Oui, je vous parle encore d'Azzaro aujourd'hui, car c'est une marque qui, comme je le disais précédemment, trouve une résonance en moi.
J'ai la sensation d'avoir connu son créateur pour de vrai, voire de faire partie de sa famille.
Et Couture me donne l'occasion d'aborder un thème qui me semble crucial : la difficulté de revisiter un classique sans se faire lyncher par les anciens adeptes.
Il faut savoir qu'il y a deux motivations principales qui régissent la volonté d'une marque de réinventer son ancien pilier.
Tout d'abord car c'est souvent l'emblème de la marque : dans l'esprit des connaisseurs, c'est souvent un parfum qu'ils regrettent.
Ainsi, le remettre sur le devant de la scène en le réadaptant aux goûts du jour, semble une stratégie assez évidente.
Ensuite, ceci se justifie souvent par le retrait du marché de certaines matières premières structurelles, comme ce fut le cas de la mousse de chêne, aujourd'hui pointée du doigt alors qu'elle était à l'époque la signature des grands parfums.
Pour la marque Azzaro, alors qu'elle semblait se tourner de nouveau vers les femmes, Couture était une évidence.
C'était le premier parfum du couturier, lancé en 1975.
Et c'était un féminin.
Et quel féminin !
Un parfum avec un flacon goutte en hommage à la célèbre robe du créateur, un jus couleur d'or, magnifique chypré fruité aux matières premières très qualitatives.
Un summum de la classe.
Mais ce jus, aussi beau soit il, ne conviendrait plus aux attentes du marché actuel. Il faisait partie des jus de caractère, mêlant classe et affirmation.
Un parfum de dame, dans le bon sens du terme.
Alors la marque a souhaité le confier à Aurélien Guichard pour lui donner un petit air de modernité sans le trahir.
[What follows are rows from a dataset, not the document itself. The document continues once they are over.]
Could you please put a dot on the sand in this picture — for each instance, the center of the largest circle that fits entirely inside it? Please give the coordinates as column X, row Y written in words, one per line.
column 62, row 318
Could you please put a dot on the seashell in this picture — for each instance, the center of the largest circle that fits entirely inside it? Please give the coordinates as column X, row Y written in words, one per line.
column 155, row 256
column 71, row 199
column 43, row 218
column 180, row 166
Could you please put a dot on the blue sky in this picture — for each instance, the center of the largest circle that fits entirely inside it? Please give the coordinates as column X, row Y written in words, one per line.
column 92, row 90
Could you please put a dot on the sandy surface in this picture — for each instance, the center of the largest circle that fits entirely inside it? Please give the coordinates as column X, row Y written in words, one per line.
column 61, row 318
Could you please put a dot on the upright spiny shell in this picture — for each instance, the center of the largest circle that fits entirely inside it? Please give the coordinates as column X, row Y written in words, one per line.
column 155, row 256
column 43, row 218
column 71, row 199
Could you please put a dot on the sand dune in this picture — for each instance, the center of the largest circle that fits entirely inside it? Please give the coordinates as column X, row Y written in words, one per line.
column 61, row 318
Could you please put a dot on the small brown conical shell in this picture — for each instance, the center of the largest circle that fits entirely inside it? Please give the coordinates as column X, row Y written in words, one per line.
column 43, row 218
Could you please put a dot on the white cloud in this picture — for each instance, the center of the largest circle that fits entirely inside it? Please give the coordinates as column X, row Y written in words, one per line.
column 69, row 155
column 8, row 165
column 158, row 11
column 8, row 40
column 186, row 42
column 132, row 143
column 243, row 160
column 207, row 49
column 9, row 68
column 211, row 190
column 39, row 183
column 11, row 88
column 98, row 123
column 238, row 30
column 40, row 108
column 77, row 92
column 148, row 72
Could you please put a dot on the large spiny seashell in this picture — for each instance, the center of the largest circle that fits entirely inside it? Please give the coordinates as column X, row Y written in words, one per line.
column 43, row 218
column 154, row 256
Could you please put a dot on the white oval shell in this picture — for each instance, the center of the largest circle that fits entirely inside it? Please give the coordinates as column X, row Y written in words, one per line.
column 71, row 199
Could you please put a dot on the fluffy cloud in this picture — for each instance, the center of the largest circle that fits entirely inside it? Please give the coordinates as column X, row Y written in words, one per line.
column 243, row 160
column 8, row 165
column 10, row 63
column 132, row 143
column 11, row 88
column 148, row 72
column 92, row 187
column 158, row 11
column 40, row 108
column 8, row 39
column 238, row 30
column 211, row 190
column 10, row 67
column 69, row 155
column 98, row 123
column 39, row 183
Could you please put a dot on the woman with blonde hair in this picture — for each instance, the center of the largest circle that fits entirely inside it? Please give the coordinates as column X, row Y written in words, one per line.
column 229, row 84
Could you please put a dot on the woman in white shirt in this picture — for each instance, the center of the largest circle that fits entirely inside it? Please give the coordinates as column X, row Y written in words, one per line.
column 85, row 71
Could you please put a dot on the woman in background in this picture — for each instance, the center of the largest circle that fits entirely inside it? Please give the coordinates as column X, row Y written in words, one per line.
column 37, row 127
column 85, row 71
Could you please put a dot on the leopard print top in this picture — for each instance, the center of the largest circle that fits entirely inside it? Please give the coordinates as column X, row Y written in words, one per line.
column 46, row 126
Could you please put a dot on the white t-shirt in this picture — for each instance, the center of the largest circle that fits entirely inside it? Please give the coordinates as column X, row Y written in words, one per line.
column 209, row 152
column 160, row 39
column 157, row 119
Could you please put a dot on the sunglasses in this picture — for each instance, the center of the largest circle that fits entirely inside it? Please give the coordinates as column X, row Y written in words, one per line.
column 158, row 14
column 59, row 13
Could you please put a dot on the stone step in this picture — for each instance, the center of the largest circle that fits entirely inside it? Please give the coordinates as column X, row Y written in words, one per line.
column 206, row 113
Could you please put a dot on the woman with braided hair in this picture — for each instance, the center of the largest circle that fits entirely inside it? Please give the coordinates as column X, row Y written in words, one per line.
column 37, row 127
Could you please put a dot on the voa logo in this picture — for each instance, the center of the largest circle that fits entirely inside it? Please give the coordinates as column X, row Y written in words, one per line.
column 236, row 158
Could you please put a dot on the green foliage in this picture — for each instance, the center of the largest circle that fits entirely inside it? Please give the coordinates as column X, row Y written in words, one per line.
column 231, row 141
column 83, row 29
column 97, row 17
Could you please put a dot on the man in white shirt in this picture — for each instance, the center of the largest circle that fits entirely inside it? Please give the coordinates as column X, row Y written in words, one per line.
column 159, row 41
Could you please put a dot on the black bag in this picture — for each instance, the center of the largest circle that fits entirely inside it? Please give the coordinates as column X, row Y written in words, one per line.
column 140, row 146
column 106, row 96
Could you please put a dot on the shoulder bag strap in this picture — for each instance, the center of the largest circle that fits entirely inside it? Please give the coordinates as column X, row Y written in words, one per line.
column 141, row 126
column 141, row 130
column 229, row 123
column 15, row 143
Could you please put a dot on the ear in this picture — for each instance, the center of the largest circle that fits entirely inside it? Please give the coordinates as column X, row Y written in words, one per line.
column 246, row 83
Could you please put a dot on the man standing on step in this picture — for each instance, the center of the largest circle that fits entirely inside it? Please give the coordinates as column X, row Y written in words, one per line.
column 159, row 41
Vanessa Seward, la Directrice artistique de la marque, a ainsi passé en blanc le flacon initialement noir, et demandé davantage de clarté pour le jus.
Ainsi, nous passons d'un jus à la tête fruitée aldéhydée, au coeur floral tentateur (rose, jasmin, ylang et iris) et au fond affirmé par les bois et la mousse de chêne à une fragrance plus douce.
Concrètement, si la tête fruitée aldéhydée révèle davantage ses aspérités épicées et vertes (absolu de galbanum, oeillet), c'est en coeur et en fond que la différence est la plus nette. Le coeur floral de la version 2008 met en avant des matières premières prestigieuses que sont le jasmin et les absolus de mimosa, de rose de mai (centifolia) et d'iris. Le tout est radieux, ensoleillé et très féminin, avec un côté poudré très agréable. Les fixateurs (notes de fond) ne sont pas en reste, avec un joli patchouli pour le côté mousseux, et l'absolu de graines d'ambrette pour l'aspect gras et imposant.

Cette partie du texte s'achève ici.